Intel’s algorithims can automate the animation creation process by using an image and quickly calculating the number of drones needed, determining where drones should be placed and formulating the fastest path to create the image in the sky.
The light show software also runs a complete fleet check prior to each flight and is able to select the most optimized drones for each flight based on battery life, GPS reception and more. Additionally, the entire fleet of Intel Shooting Star drones can be controlled by one computer.
Recently, Intel put the fleet of Intel Shooting Star drones to the test in Germany and set a new Guinness World Record for having The Most UAVs Airborne Simultaneously with 500 Intel Shooting Star drones lighting up the night sky.
Intal has also worked with the FAA to receive a Part 107 Waiver to fly these drones as a fleet with one pilot at night in the U.S.
Intel believes drones are an important computing platform for the future and is continuing to invest in technologies and companies that will enable the company to provide the best compute, sensor, communications and software integration for the growing drone ecosystem. To this point, Intel has acquired MAVinci GmbH, a drone company based in Germany that offers flight planning software.

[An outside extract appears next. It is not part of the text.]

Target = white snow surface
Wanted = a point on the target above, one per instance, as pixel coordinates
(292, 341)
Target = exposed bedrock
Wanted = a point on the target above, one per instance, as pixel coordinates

With this transaction, Intel is gaining expertise in flight planning software algorithms and also fixed-wing drone design capabilities that complement the technology and knowledge Intel previously acquired from Ascending Technologies.
In August, Intel introduced the developer-focused Intel Aero Platform and the Intel Aero Ready to Fly Drone that will be available by end of the year. And prior to that, Intel collaborated with Yuneec, to launch the Yuneec Typhoon H with Intel RealSense Technology that provides collision avoidance features.